Both of them are from Tim Ferriss show and I’m pretty sure most of you are well acquainted with his podcast. He studies the world’s best actors, performers, writers and entrepreneurs to discover what makes them so successful.

First one is with the actor and producer BJ Novak – and last one with actor, Jaime Foxx. Both of them engaged and struggled with stand-up comedy at some point.

BJ Novak stand-up comedy

BJ Novak performing

BJ majored in English literature on Harvard University. He knew how to write clever jokes. But after writing it, he started thinking he could just say them too. He decided to put himself out there. He booked a week of stand-up shows in advance. He did this to force himself to go through with them. Once something is set up-front it’s less likely to bail out.

His first shows weren’t that good. Actually he was pretty terrible at it. But after forcing himself to do those shows and working on the jokes, he managed to get 2 or 3  pity laughs out of 20 jokes from the crowd. Now he knew what was working. After a while, he got one that worked really well. That became his opener. Next good one became the closing joke.

When Jaime was starting his stand-up career, he already had a great personality.
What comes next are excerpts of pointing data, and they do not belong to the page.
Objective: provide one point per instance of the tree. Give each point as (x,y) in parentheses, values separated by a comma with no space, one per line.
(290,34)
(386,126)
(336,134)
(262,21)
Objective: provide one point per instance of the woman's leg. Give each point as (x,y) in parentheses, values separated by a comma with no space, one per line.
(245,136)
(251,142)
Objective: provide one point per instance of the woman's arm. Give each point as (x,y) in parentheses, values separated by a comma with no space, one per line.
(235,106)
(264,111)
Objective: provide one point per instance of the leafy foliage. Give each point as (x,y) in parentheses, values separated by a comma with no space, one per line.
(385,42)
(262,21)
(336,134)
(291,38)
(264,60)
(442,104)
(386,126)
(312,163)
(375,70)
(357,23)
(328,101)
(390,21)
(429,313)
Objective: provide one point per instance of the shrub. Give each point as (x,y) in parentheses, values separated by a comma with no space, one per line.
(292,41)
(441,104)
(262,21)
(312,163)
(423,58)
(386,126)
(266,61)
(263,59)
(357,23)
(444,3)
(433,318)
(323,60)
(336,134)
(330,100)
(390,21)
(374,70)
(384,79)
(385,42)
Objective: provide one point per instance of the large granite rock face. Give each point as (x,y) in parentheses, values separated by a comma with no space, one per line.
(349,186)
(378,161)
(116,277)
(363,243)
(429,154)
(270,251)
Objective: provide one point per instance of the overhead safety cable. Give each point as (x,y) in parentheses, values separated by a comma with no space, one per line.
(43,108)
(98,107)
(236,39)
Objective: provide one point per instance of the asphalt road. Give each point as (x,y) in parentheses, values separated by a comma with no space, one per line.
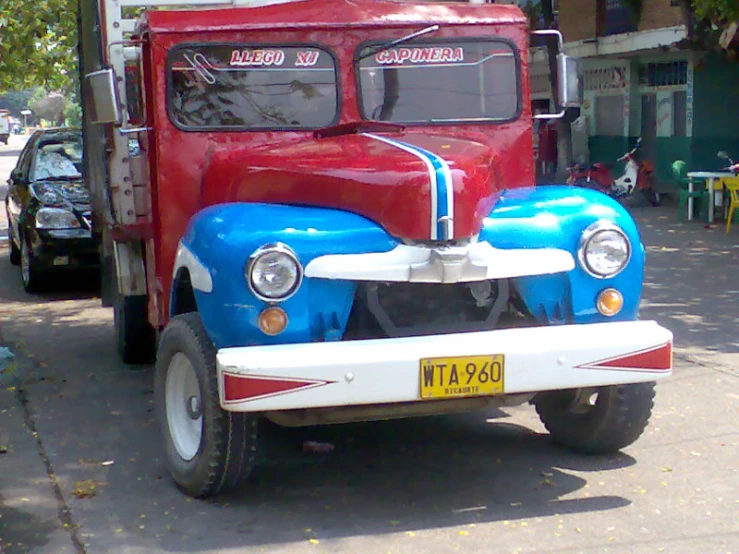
(481,482)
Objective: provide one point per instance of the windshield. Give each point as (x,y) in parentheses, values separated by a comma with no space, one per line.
(58,160)
(440,82)
(221,87)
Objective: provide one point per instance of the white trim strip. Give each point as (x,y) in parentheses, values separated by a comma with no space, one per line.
(476,262)
(199,275)
(433,235)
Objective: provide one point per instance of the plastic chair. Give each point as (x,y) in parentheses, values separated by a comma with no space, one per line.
(700,194)
(732,187)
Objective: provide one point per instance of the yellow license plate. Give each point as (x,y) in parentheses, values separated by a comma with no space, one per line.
(462,376)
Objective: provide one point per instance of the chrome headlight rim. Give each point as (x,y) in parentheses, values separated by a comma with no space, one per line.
(591,232)
(57,219)
(272,248)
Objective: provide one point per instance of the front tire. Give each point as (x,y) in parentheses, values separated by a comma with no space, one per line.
(597,421)
(209,450)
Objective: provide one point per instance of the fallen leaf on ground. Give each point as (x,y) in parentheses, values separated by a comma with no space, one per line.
(86,489)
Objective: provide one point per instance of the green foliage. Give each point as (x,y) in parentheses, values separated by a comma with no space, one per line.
(39,44)
(716,11)
(16,101)
(49,107)
(72,115)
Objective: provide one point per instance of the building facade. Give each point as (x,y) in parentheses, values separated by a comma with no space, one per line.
(639,81)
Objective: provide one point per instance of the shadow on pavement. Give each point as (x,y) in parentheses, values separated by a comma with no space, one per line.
(22,532)
(383,477)
(691,283)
He looked good, dressed well and knew how to talked with people. But on two occasions he bombed BAD.

The first time, at the age of 21, he performed before an older crowd. But, his material wasn’t resonating with them. After 15 painful minutes on stage, he had to take a break. As if he wasn’t ashamed enough, the dishwasher who was working at the bar, took his apron off and replaced him on stage. He killed it. He used old-style jokes and audience loved it.

Jaime Foxx stand-up Comedy

Jaime Foxx

This was a huge revelation. Jaime started working on the jokes even harder. He came up with 40 minutes of material that supposed to target black audience. But he used it on the shows where most of the crowd were white people. He logged in the jokes that got laughs. Those were the winners.

Other times, when there were mostly black crowd, he used more high-brow, political jokes and checked which ones got laughs. Now he had a repertoire, he can use on every situation. Because it’s been tested on the field and on different audiences.

The second time he didn’t perform well, was because he got lazy. He had recognition from before and started paying more attention to his looks, then his material. He opened the show, but couldn’t get it warm. The next one up stage was a thin boy with a tank top and baggy jeans. He smashed it. People were peeing in their pants. That guy was Chris Tucker.

Now, what does that has to do with Start-ups? A lot, when you think about it.

1. First of all, you have to have the guts to go on stage. Show the people out there what you have. It will probably suck first time. It might be terrible, even. But maybe it was the presentation that sucked, not your service or product.

2. Have something good to offer. Work on your product. Keep making it better and better. Change something when it doesn’t work and try it again. Remove features to get to the core. Tell only the jokes that are working perfectly – remove the ones that are not.

3. Test the shit out of everything. Growth Hacking is speedy, scrappy and smart. There’s no time to be afraid and be self-conscious about it. Try SEO, Reddit, bugging reporters or hacking Craigslist. Something will work. You will prove it with those sexy spikes in your analytics data. Those are your winning jokes. Openers and closers, son!

And lastly, BJ said about Hollywood: “Everybody who gets a job in showbusiness, they have a story that’s not replicable”. What’s the story of your start-up. What makes you unique?